Steve Robinson, Dover, Kent
After viewing this production, I left with mixed feelings. I think there were some sensationalist elements which jarred with the audience, such as an unnecessarily graphic gang rape scene, and a grisly depiction of torture. On the strength of this, there should have been some kind of warning to alert parents to the kind of production to which they were taking their children.
Hugh Camfrey, Leeds,
Poor Hamlet. He's only a child for goodness sake! He's saddled with royalty, a very dysfunctional family ; his father's been murdered and his uncle's married his mother, he's seeing ghosts and has a wimpy girlfriend. Any teenager in this position would be recalcitrant and difficult to say the least. No wonder he turns to his mum.
I've never yet seen a convincing Hamlet. If Harry Enfield's 'teenager' played the part, now that might be interesting.

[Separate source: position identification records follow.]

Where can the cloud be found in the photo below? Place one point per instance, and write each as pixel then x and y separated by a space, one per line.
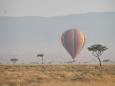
pixel 53 7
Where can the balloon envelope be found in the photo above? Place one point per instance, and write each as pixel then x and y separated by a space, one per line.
pixel 73 41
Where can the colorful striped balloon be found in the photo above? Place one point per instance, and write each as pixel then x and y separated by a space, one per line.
pixel 73 41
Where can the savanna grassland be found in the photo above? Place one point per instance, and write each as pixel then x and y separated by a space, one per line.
pixel 57 75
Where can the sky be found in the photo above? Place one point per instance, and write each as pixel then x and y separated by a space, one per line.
pixel 53 7
pixel 29 27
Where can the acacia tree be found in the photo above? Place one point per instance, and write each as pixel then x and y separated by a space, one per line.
pixel 13 60
pixel 41 55
pixel 97 50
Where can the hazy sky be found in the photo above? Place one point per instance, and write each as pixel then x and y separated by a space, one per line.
pixel 24 37
pixel 53 7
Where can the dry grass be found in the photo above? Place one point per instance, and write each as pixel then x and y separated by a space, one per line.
pixel 57 75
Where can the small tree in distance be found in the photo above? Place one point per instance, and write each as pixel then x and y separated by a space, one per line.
pixel 97 50
pixel 13 60
pixel 41 55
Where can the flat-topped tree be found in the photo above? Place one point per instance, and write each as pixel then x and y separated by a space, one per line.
pixel 97 50
pixel 41 55
pixel 13 60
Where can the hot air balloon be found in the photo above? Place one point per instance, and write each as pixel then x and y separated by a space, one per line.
pixel 73 41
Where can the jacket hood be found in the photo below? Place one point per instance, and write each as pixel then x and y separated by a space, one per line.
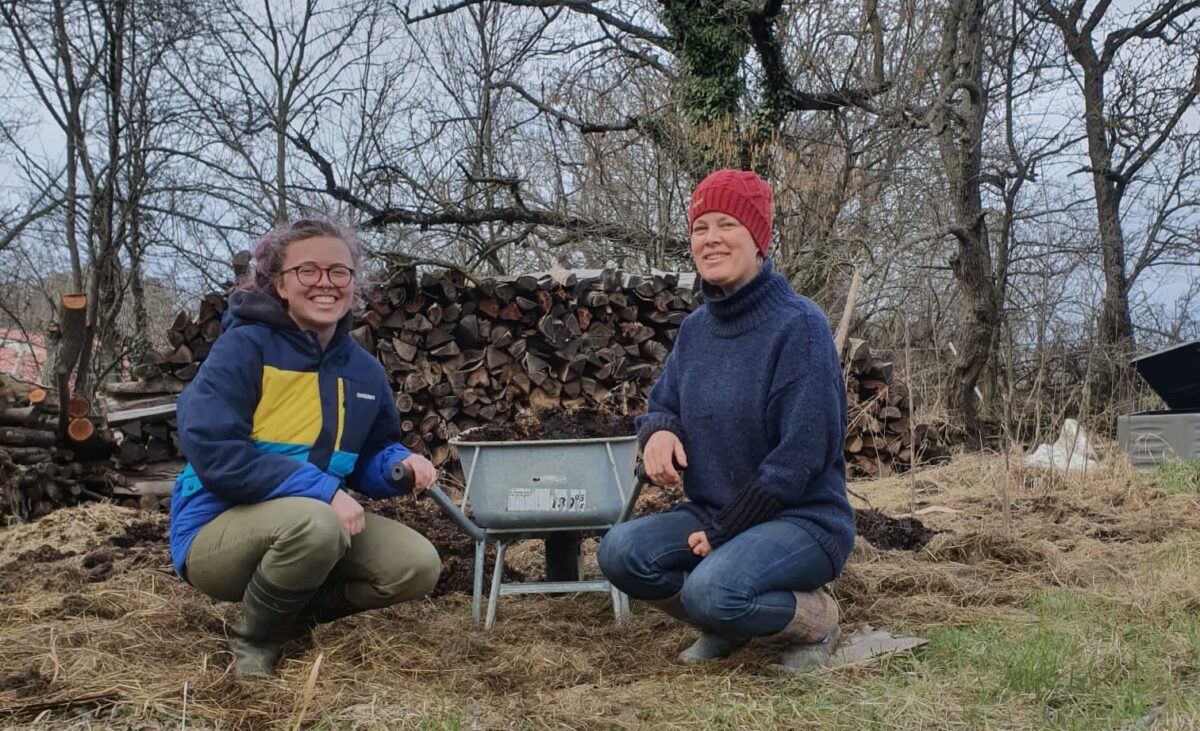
pixel 258 307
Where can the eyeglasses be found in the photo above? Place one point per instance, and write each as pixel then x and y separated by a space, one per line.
pixel 310 274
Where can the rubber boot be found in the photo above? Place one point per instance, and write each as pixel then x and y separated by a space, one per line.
pixel 268 615
pixel 711 647
pixel 813 630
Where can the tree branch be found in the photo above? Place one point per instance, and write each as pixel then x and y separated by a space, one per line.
pixel 779 79
pixel 579 6
pixel 631 123
pixel 381 217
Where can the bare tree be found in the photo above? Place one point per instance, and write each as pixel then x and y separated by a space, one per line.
pixel 1137 83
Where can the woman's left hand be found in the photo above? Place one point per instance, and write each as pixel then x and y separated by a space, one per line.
pixel 699 544
pixel 424 473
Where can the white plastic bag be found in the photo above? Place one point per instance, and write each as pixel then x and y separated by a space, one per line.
pixel 1072 453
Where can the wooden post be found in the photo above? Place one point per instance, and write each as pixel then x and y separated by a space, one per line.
pixel 839 339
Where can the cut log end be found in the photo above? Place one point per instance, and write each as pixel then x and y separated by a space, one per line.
pixel 79 430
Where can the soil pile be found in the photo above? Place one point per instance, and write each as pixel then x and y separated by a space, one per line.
pixel 892 533
pixel 455 547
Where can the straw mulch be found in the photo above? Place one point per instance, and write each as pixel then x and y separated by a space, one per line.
pixel 95 629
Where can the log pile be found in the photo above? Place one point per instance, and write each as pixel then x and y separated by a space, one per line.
pixel 462 354
pixel 882 432
pixel 459 353
pixel 37 473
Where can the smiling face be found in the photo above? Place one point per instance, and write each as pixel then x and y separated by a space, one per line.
pixel 724 250
pixel 317 307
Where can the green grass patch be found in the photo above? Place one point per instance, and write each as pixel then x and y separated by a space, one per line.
pixel 1179 477
pixel 1080 660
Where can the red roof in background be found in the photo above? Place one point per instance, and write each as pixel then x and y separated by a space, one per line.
pixel 22 358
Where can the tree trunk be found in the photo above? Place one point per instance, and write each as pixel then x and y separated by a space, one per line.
pixel 961 150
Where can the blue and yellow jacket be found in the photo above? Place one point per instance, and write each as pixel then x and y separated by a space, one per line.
pixel 270 414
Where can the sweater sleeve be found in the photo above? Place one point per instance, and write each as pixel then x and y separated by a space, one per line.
pixel 750 505
pixel 215 415
pixel 381 450
pixel 663 405
pixel 805 414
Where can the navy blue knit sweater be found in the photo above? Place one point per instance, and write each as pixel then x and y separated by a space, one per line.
pixel 754 389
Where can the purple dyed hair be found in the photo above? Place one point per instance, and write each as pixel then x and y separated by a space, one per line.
pixel 271 250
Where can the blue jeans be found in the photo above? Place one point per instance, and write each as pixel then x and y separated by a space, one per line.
pixel 744 587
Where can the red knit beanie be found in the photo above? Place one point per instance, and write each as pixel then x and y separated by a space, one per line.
pixel 739 193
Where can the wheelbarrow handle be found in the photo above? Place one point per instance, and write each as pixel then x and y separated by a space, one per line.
pixel 403 478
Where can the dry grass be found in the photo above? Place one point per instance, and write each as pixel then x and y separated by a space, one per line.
pixel 114 645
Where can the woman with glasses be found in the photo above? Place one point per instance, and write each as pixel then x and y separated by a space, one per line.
pixel 285 418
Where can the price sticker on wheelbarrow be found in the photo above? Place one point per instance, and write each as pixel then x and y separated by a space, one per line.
pixel 547 499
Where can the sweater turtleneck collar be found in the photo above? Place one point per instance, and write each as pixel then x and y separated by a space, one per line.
pixel 749 306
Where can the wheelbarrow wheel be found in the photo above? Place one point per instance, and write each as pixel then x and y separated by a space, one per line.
pixel 563 556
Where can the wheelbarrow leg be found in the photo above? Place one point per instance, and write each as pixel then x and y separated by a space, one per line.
pixel 495 595
pixel 619 604
pixel 477 597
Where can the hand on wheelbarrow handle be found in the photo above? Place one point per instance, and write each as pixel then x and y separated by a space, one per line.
pixel 645 479
pixel 402 477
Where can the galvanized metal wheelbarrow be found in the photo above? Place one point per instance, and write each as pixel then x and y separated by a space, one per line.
pixel 522 490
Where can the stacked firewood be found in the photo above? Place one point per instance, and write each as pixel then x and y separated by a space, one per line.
pixel 462 354
pixel 882 431
pixel 37 472
pixel 190 339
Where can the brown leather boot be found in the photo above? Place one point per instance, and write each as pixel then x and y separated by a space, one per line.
pixel 813 631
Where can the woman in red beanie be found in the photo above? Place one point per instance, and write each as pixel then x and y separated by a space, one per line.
pixel 751 402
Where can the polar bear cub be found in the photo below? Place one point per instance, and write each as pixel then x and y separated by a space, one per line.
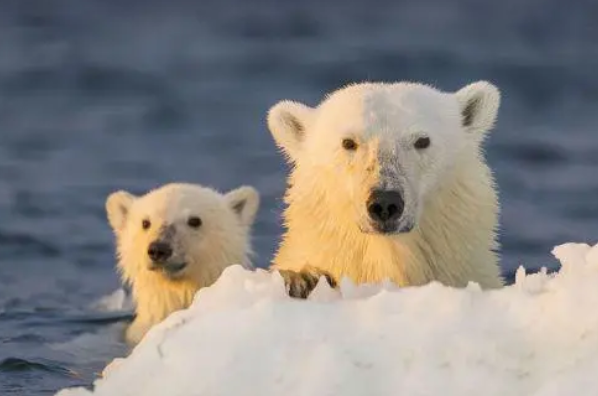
pixel 175 240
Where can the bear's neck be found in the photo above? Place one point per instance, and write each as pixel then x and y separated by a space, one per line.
pixel 453 243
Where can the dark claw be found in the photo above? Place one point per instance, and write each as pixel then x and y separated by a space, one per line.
pixel 301 284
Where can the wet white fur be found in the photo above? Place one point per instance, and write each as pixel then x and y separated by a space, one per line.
pixel 449 190
pixel 222 240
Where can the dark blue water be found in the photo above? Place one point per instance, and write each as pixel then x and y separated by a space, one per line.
pixel 102 95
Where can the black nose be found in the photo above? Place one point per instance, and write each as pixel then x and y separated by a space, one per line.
pixel 385 205
pixel 159 251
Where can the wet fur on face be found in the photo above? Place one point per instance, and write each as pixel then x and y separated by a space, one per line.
pixel 419 146
pixel 175 240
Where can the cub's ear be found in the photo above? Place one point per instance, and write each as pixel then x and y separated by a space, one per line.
pixel 479 103
pixel 117 208
pixel 288 122
pixel 244 201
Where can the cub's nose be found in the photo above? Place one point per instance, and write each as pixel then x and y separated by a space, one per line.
pixel 159 251
pixel 385 205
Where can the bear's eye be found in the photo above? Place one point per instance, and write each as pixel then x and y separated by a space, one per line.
pixel 349 144
pixel 194 222
pixel 422 143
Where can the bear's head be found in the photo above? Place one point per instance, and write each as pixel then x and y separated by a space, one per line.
pixel 381 150
pixel 182 231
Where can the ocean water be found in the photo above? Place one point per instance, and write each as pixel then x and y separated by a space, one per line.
pixel 97 96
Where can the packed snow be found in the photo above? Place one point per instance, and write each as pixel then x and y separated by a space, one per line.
pixel 244 336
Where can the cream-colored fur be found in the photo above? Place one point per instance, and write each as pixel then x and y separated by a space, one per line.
pixel 449 191
pixel 222 239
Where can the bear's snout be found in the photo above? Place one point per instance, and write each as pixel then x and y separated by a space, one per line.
pixel 385 207
pixel 159 251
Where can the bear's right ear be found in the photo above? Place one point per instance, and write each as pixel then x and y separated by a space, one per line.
pixel 288 122
pixel 479 103
pixel 117 208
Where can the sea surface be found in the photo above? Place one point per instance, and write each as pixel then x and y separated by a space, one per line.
pixel 97 96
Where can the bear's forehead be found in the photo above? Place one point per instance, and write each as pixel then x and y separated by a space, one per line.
pixel 400 107
pixel 180 202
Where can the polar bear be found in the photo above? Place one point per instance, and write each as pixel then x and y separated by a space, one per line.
pixel 389 182
pixel 175 240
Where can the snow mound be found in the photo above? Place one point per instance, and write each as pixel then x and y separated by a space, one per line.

Jenny Hall, Torquay, Devon
Hamlet feels betrayed by the women around him, as well as by his best friends Rosencrantz and Guildenstern, the court and his uncle... all but Horatio his best friend. Anyone but a FOOL (who by the way is also a friend), would be overcome by misogyny; his madness is a convenient way of playing both ends against the middle until he's able to make sense of what's going on: namely who killed his father.
His anger against Ophelia is a projection of his so-called Oedipus complex or sense of RAGE over his mother dumping the King (his father) within one month of his death, a justifiable feeling in any country or century...
Gay? Hmm. Most certainly he's strongly attached to Horatio who is the only person left in Elsinore that does not betray him and retains his code of honor.
My two cents--for what it's worth.
Elan Durham, Santa Monica, CA/US
Hamlet is essentially a gay play and should be choreographed as such. Hamlet rejects Ophelia, hangs out with his male friends and is in love with his mother. He is suffering from a persistent identity crisis that he can only overcome by pretending to be crazy. Meanwhile he is brilliant.